Descubriendo los mitos de nuestra vida diaria

Descubriendo los mitos de nuestra vida diaria

No se asombren ni esperen un listado con la enumeración de los mitos. Esta es una tarea individual, sin límite de tiempo y con resultados enriquecedores para aquellos que deciden emprender el ejercicio de cuestionar aquellas cosas que por demasiado conocidas, por saber popular y por temor o comodidad se aceptan tal cual son.

¿Quién no se ha encontrado ante el razonamiento... "es que siempre ha sido así" o "así es como se ha hecho siempre, y otras variantes de la misma actitud... -no cuestionar-.

Es cierto que determinadas cosas tienen un nivel de ejecución por hoy inmejorables y que sería tedioso cuestionar y replantearse todo a menos que se trate de un investigador con mente innovadora. Pero en cuanto a tu vida no siempre es así. Muchas costumbres, hábitos y decisiones que se toman a menudo se hallan en supuestos falsos o desactualizados que empobrecen nuestras perspectivas y posibilidades. En  este caso nuestra actitud de investigar, innovar y actualizar debe ser permanente y prioritaria.

A veces es desde lo absurdo como mejor se comprenden situaciones obvias que nos acompañan a diario en nuestra percepción de las cosas y toma de decisiones.

Les traigo un cuento que por conocido no pierde su frescura y vigencia...

La punta del jamón

 

Pedro y Laura acaban de casarse. Están felices de haber decidido recorrer juntos el camino de la vida, se aman profundamente y buscan demostrarlo también en los detalles cotidianos.

A  Pedro le encanta disfrutar de una buena mesa  y a Laura le da mucho placer cocinar. Entonces ella  planea darle una sorpresa y cocinarle una pata de jamón con una antigua receta propiedad de la familia con la convicción de que sería del agrado de su esposo. Pedro era oriundo de un pueblo vecino donde también  la pata de jamón era un plato codiciado.

Laura entonces va a la casa de su madre,  recibe las instrucciones del caso y pone manos a la obra.

El plato fue un éxito y luego en la sobremesa después de  felicitar a Laura, Pedro le comenta:

"Tu plato estaba exquisito, pero puedo hacerte una pregunta…?"
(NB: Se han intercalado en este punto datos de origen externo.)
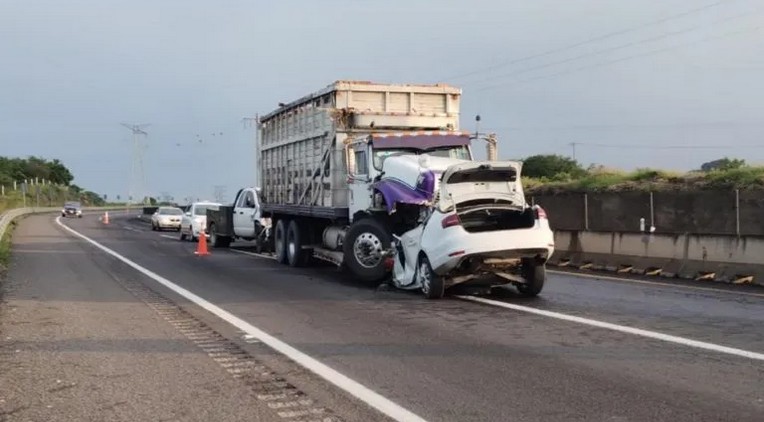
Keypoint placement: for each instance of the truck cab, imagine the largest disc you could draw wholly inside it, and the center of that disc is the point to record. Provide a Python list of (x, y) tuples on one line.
[(388, 171), (246, 212), (243, 219)]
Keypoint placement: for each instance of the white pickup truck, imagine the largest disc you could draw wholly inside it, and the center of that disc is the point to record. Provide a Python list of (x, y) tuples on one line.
[(240, 220)]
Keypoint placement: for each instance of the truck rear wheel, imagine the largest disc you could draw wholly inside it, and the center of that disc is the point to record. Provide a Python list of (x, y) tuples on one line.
[(534, 274), (280, 241), (296, 255), (364, 244)]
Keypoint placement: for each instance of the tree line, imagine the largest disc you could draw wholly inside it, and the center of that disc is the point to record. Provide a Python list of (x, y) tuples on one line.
[(53, 177)]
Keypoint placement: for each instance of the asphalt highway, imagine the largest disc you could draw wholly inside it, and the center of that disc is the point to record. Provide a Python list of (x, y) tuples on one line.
[(446, 360)]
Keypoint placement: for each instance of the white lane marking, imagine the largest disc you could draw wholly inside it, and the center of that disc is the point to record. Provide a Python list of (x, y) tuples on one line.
[(621, 328), (259, 255), (656, 283), (354, 388)]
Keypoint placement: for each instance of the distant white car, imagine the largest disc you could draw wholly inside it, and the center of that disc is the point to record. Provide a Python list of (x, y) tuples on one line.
[(166, 218), (194, 221), (479, 230)]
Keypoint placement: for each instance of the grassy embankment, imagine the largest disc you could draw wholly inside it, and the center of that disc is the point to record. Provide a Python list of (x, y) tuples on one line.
[(612, 180)]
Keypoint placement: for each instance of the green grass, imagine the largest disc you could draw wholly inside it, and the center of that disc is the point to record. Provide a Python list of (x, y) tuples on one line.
[(5, 248), (49, 196), (602, 180)]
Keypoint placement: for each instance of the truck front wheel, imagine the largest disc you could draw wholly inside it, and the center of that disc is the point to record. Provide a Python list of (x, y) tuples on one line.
[(363, 248), (218, 241), (280, 241)]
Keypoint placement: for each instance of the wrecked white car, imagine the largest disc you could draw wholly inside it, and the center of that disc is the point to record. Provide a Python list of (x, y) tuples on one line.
[(480, 230)]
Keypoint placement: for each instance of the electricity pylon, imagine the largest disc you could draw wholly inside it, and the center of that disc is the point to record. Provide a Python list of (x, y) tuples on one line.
[(137, 176)]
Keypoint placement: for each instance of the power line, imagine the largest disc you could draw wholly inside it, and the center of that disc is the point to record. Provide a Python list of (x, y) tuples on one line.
[(611, 49), (648, 53), (681, 147), (588, 41), (629, 126)]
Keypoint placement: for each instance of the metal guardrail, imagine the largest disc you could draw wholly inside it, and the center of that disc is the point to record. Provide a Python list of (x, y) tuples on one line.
[(7, 217)]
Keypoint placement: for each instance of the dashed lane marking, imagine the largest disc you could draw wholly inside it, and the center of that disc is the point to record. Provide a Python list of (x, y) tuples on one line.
[(259, 255), (621, 328), (350, 386)]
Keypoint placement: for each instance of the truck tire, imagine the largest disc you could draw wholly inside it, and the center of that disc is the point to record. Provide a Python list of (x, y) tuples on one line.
[(362, 249), (280, 241), (296, 255), (432, 285), (218, 241), (534, 274)]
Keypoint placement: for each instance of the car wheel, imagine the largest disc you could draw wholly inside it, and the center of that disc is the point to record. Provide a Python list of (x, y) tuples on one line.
[(363, 248), (431, 284), (296, 255), (534, 275), (280, 241)]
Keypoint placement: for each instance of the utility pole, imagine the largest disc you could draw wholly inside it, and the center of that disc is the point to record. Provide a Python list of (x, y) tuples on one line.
[(219, 193), (573, 145), (137, 176), (248, 123)]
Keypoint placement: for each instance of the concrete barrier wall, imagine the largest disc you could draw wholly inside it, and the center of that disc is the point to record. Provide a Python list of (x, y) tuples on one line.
[(730, 259), (732, 212)]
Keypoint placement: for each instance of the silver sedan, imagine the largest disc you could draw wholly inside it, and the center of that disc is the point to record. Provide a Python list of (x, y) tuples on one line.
[(166, 218)]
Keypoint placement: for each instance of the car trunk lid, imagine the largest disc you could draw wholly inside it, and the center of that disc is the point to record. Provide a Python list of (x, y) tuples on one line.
[(481, 180)]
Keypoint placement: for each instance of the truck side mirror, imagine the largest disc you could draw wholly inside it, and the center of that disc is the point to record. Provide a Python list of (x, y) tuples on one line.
[(350, 159)]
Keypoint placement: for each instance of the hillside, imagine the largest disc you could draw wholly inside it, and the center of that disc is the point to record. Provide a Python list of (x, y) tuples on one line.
[(569, 177)]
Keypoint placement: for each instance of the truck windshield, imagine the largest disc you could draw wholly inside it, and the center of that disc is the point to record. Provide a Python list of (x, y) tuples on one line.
[(201, 210), (460, 152)]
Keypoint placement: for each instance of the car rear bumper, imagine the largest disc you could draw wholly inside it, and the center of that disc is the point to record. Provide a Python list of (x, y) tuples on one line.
[(500, 248)]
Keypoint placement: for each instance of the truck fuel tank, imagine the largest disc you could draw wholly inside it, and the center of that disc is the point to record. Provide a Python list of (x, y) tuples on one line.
[(333, 237)]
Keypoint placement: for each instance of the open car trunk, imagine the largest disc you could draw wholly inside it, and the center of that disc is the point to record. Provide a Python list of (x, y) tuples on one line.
[(486, 196)]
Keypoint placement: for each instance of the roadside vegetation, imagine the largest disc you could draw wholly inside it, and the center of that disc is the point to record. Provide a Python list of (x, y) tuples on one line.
[(5, 248), (559, 174), (47, 183)]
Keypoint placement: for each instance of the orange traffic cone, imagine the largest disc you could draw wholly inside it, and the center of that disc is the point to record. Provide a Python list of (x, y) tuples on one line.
[(201, 249)]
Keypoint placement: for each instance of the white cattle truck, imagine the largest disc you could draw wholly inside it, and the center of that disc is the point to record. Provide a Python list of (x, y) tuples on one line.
[(347, 168)]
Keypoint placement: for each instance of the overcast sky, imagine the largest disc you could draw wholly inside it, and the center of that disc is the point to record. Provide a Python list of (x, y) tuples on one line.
[(543, 74)]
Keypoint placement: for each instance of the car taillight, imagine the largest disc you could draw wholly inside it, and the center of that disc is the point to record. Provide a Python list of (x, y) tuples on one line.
[(451, 220)]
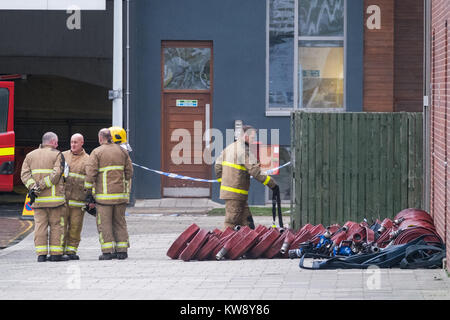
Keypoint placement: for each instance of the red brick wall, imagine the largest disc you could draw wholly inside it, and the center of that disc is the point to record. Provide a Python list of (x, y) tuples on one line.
[(440, 130)]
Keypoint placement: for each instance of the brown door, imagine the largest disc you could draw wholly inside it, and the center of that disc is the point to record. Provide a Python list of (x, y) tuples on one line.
[(186, 83)]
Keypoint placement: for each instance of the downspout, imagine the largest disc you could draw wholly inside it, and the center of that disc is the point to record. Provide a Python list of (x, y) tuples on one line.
[(426, 104), (127, 94), (116, 94)]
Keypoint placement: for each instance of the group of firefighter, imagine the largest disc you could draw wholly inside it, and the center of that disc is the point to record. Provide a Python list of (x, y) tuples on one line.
[(64, 185)]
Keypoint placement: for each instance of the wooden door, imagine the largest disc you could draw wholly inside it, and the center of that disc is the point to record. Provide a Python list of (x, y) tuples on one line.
[(186, 104)]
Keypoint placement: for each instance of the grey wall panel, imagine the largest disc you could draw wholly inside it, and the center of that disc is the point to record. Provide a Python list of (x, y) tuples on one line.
[(238, 31)]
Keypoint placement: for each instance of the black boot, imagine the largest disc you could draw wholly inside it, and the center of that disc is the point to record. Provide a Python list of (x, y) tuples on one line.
[(105, 256), (122, 255), (58, 257)]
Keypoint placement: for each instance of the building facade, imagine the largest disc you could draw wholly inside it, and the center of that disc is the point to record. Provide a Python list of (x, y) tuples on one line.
[(255, 61), (439, 123)]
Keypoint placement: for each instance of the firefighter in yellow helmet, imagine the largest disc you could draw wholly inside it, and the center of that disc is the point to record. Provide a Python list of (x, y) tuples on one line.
[(109, 170)]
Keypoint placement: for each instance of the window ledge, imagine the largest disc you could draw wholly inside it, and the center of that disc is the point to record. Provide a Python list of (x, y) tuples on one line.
[(279, 113), (287, 112)]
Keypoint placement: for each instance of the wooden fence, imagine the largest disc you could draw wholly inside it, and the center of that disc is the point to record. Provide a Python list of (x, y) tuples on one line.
[(351, 166)]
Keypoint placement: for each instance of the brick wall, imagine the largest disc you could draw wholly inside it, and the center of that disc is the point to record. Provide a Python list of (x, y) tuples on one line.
[(440, 133)]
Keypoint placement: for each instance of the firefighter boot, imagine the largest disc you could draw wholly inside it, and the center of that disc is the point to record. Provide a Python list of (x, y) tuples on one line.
[(106, 256), (122, 255), (57, 257)]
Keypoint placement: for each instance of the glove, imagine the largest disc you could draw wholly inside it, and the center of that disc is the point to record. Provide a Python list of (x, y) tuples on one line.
[(276, 190), (90, 199), (32, 194), (91, 211)]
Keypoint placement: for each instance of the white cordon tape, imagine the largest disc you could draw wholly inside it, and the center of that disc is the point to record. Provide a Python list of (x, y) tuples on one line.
[(178, 176)]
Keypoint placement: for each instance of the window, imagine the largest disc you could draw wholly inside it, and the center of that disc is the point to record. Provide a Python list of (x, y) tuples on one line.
[(187, 68), (306, 49), (4, 104)]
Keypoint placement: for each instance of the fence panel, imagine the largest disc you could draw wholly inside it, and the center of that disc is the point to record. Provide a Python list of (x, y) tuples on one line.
[(351, 166)]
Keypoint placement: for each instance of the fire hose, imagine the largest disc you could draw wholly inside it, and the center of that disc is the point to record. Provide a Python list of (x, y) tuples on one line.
[(359, 240)]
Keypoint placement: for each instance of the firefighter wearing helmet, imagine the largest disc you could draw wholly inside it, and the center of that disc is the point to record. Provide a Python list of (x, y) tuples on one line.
[(119, 136)]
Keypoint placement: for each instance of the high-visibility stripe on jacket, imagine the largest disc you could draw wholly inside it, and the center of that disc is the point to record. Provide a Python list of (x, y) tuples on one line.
[(75, 182), (109, 171), (234, 166), (42, 169)]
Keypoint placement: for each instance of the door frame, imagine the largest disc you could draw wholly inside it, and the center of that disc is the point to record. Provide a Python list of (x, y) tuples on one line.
[(183, 44)]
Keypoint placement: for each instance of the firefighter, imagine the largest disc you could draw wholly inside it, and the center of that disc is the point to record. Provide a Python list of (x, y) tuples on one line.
[(42, 174), (119, 136), (109, 171), (233, 168), (76, 158)]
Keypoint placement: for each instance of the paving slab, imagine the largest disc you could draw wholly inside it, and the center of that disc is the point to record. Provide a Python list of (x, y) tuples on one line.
[(148, 274)]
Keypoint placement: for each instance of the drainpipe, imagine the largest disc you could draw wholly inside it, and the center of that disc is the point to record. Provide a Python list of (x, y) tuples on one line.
[(116, 94), (426, 104), (127, 94)]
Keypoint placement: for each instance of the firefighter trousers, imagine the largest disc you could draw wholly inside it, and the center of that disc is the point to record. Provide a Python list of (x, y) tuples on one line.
[(74, 225), (49, 242), (237, 212), (112, 228)]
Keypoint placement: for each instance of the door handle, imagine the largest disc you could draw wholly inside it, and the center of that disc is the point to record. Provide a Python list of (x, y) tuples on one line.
[(207, 124)]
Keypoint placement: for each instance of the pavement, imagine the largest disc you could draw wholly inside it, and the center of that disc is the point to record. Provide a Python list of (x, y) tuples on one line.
[(148, 274)]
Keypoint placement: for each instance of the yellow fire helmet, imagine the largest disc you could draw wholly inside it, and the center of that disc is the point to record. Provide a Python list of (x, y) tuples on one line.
[(119, 136)]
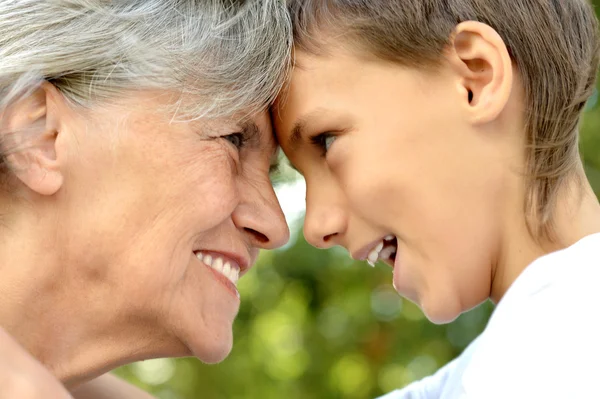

-"Por supuesto le dice Laura…"

"¿Por qué le cortaste la punta?"

Laura piensa un momento y le responde:

- "Bueno, mi madre me dio la receta y decía que había que cortarle la punta al jamón para cocinarlo" responde sólo para salir al paso…

"¡Qué extraño!", responde Pedro. "Justamente es la parte que más me gusta y no entiendo por qué habría que quitarla." 

Pero Laura eligió otro camino y decidió averiguar por sí misma el origen de esta receta.

Con esta duda en mente, días después Laura le pregunta a su madre el porqué de tener que cortarle la punta al jamón. La madre piensa un momento y sólo tiene una respuesta: 

- "Tu abuela siempre cocinó el jamón de esta manera, siempre le cortó la punta. Creo que mejor le preguntas a la abuela para saber el motivo." 

Sin perder tiempo y queriendo descubrir el misterio del jamón al horno, Laura llama a su abuela y le pregunta: 

- "Abuela, ¿por qué siempre le cortas la punta al jamón antes de cocinarlo?" 

La abuela, sorprendida por lo obvio de la pregunta le responde: 

- "¡Porque mi horno es muy pequeño, y el jamón no cabe entero!" 

 

Cuento de saber popular conocido en todo el mundo y contado en muchas versiones, pero manteniendo el espíritu de conducir a descubrir cómo nuestras certezas a veces son nada más que una sumatoria de verdades añejas pero hoy absurdas.